I need feedback. Everything I read says don't make any hasty moves for a year. Yet, I know I need to be closer to a OPC fellowship and the nearest one is down south of me 40+ miles (Chalcedon). I have been considering contacting them to ask for prayer on this. 

My 'problem' which I know God can deal with is, my husband had been on Social Security disability since being left disabled by a drunk driver in '89 just before Christmas. And I became his willing and happy caregiver from then on. Alas, the drunk driver had no insurance so our financial situation became dire.
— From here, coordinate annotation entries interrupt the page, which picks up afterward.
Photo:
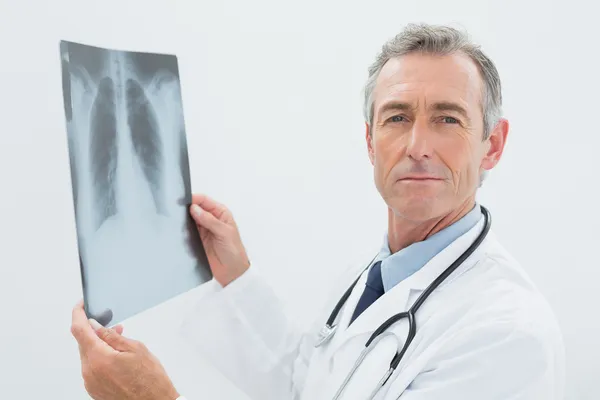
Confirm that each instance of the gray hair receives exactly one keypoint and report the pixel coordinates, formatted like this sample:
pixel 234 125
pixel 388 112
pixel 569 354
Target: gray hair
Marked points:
pixel 439 40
We did win a hefty settlement in court and I have finally sought legal help in seeing if 15 years later the man and his wife have any assets I can tap into. I am not greedy, simply in need of some sound financial footing.

I haven't worked outside the home since before marriage since Ron and I agreed that making a home and being frugal was what we both wanted. Thus I have no marketable skills per se, and with Lupus and the past two operations and one coming up, I wont be work mode for months as it is. I am 58.
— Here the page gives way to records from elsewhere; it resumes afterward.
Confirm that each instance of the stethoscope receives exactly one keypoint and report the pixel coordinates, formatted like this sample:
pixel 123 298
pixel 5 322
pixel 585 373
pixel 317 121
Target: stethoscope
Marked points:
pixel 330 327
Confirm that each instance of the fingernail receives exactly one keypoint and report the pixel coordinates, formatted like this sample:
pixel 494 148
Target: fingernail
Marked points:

So any counsel or prayers anyone cares to offer me I thank you in advance. You may also e-mail me off list if you prefer.

~ Beth
[email protected]


----------



## Gregg (Apr 11, 2004)

[quote:6d09e77eae][i:6d09e77eae]Originally posted by Beth[/i:6d09e77eae]
I have a Biblical question as it relates to widows.

Since my husband died I have been trying to know what I should do with my life. First off, are there any other widow/widowers who post on the Puritan Board? 
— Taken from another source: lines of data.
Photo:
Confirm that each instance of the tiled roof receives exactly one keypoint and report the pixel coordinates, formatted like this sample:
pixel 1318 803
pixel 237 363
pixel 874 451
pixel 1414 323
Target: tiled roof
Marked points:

I need feedback. Everything I read says don't make any hasty moves for a year. Yet, I know I need to be closer to a OPC fellowship and the nearest one is down south of me 40+ miles (Chalcedon). I have been considering contacting them to ask for prayer on this. 

My 'problem' which I know God can deal with is, my husband had been on Social Security disability since being left disabled by a drunk driver in '89 just before Christmas. And I became his willing and happy caregiver from then on. Alas, the drunk driver had no insurance so our financial situation became dire. We did win a hefty settlement in court and I have finally sought legal help in seeing if 15 years later the man and his wife have any assets I can tap into. I am not greedy, simply in need of some sound financial footing.

I haven't worked outside the home since before marriage since Ron and I agreed that making a home and being frugal was what we both wanted. Thus I have no marketable skills per se, and with Lupus and the past two operations and one coming up, I wont be work mode for months as it is. I am 58.

So any counsel or prayers anyone cares to offer me I thank you in advance. You may also e-mail me off list if you prefer.

~ Beth
[email protected] [/quote:6d09e77eae]
_________________________________

Reply...

I've been a widower since age 31

It is hard to give financial advice because everybodies needs are different. The best thing you can do is to live within your means and not make any hasty decisions as far as major expenses and moves are concerned. Be a wise and careful steward of what resources you do have, as well as the home you have been given to live in.

As far as moving is concerned... This is a decision that should be thought out very carefully depending on your ability to maintain the home on your own as well as its financial obligations.

You might also want to visit the OPC church for several months or more and decide if it is the church you are looking for before deciding to relocate closer.

There are probably many companies that would be willing to hire you. Many retail companies need people to work.



[Edited on 4-11-2004 by Gregg]


----------



## default (Apr 11, 2004)

Beth,

I'm sorry about the loss of your husband, but know Christ is our husband and will comfort you through this! Be blessed with the years you had to gether and if he is a Christian we all rejoice with him at his homecoming to the Father!

Christ is also our Jehovah Jirah, our provider! 

I'll be praying for you!

God be with you!

Lori


----------



## Doodle Bug (Apr 11, 2004)

Titus 2 says older women are to teah the younger. I don't know about where you are, but this is largely igored in our churches here. Perhaps you could begin a ministry?

You know what else would be a great ministry? Reusing resources- The Pres church I woek at throws all sorts of reusable things away. A few weeks ago they threw away 10,000 envelopes. If there were a ministry to take in things churches don't need/want and give them to ministries who can use them. I think it would be a great way to be - I'm looking for a word but can't find it- to be good with the resources God has given rather than just throwing things away.

Becky


----------